STARKVILLE — Split votes on Tuesday shot down a proposed tax increase and approved the city’s Fiscal Year 2023 budget.
Aldermen decided both matters after a third public hearing at City Hall, which settled what Ward 2 Alderwoman and budget chair Sandra Sistrunk called “fairly lively discussion” over the past month.
Sistrunk, who has a professional accounting background, prepared and supported a budget proposal that would raise the city’s ad valorem tax rate by 1 mill to 31.13. A mill is used to measure real and personal property taxes, and the increase would have added $10 to $15 to a citizen’s tax bill per every $100,000 of assessed property value not covered by Homestead exemption.
It would have also protected the $2.75 million cash balance the city will carry over from this fiscal year, which ends Sept. 30.
Instead, the majority of the board — composed of Ward 1’s Ben Carver, Ward 3’s Jeffrey Rupp, Ward 4’s Mike Brooks and Ward 5’s Hamp Beatty — opted to leave the tax rate at 30.13 mills and approve a budget that would draw the ending cash balance down to $2.4 million by the end of Fiscal Year 2023.
“Nobody really relishes the idea of a tax increase, and it’s easy to be anti-tax when you’re on the sidelines of these issues,” said Sistrunk, who has expressed concerns during the budget process that failing to raise taxes by 1 mill this year could force the city to raise it by 2 mills next year. “I do think the more responsible path forward is a tax increase.”

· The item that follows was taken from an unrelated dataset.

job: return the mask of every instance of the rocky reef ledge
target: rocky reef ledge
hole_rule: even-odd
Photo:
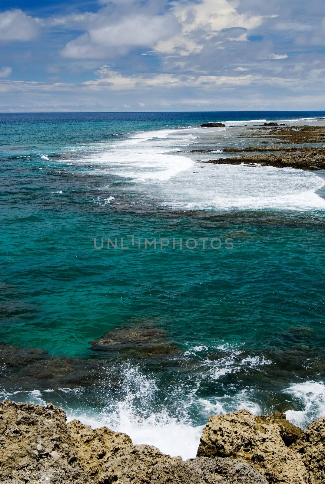
[[[183,461],[125,434],[93,429],[51,404],[0,402],[1,484],[321,484],[325,418],[305,432],[285,416],[212,415]]]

Brooks, who moved to leave taxes flat, has previously said the city stands to save money next year through vacant positions that are in the budget. The police and fire departments, combined, are still almost 30 employees short, and Brooks contends even aggressive efforts to fill all those positions in a year are likely to fall short.

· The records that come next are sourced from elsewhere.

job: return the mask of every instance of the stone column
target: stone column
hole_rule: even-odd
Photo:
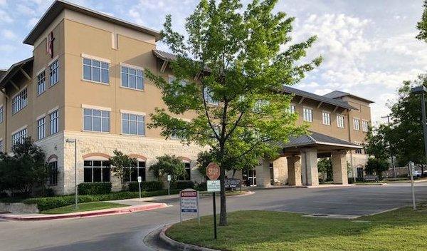
[[[317,172],[317,150],[304,149],[301,151],[302,184],[306,185],[319,185]]]
[[[288,183],[290,185],[301,185],[301,157],[289,156],[288,158]]]
[[[334,184],[347,185],[349,183],[346,154],[347,153],[344,150],[333,151],[332,153],[332,171]]]

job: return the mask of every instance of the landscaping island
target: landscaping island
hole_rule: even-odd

On Tuesday, he mentioned this year’s reappraisal of private property, which he believes will organically raise property values — and thus tax revenue — without the need to raise millage.

“I’m not one who is diametrically opposed to raising taxes,” he said. “If need be, I’m going to be right in there going that way. I travel. I fly airplanes. I’ve called the police to my house. I’ve called the fire department to my house. I know government does a lot of good things, and we have to be able to pay for it. In this particular case, I am opposed.”
Carver, before expressing his “philosophical” opposition to the increase, thanked Sistrunk for her work putting together the budget proposals.

“She’s got a background in this field of work and she goes above and beyond the call of duty as an alderman,” Carver said of Sistrunk before addressing her directly. “You and I just disagree philosophically on taxation. … I would say if we need 2 (mills) next year, just get it then. We have agreed to disagree on that. I respect your opinion and your ideals.”
Vice Mayor Roy A. Perkins, who represents Ward 6, and Ward 7 Alderman Henry Vaughn joined Sistrunk in voting to oppose the flat tax motion. They then formed a minority who voted against the FY 2023 budget.
The budget includes salary increases, ranging from 1.5 percent to 23 percent, for 315 city employees, as well as pay bumps for the mayor and aldermen.
Aldermen approved those in August, using $108,000 from the recent sale of industrial park property to fund them through the end of FY 2022. The 2023 budget builds in those raises, as well, accounting for about $1.1 million.
Zack Plair is the managing editor for The Dispatch.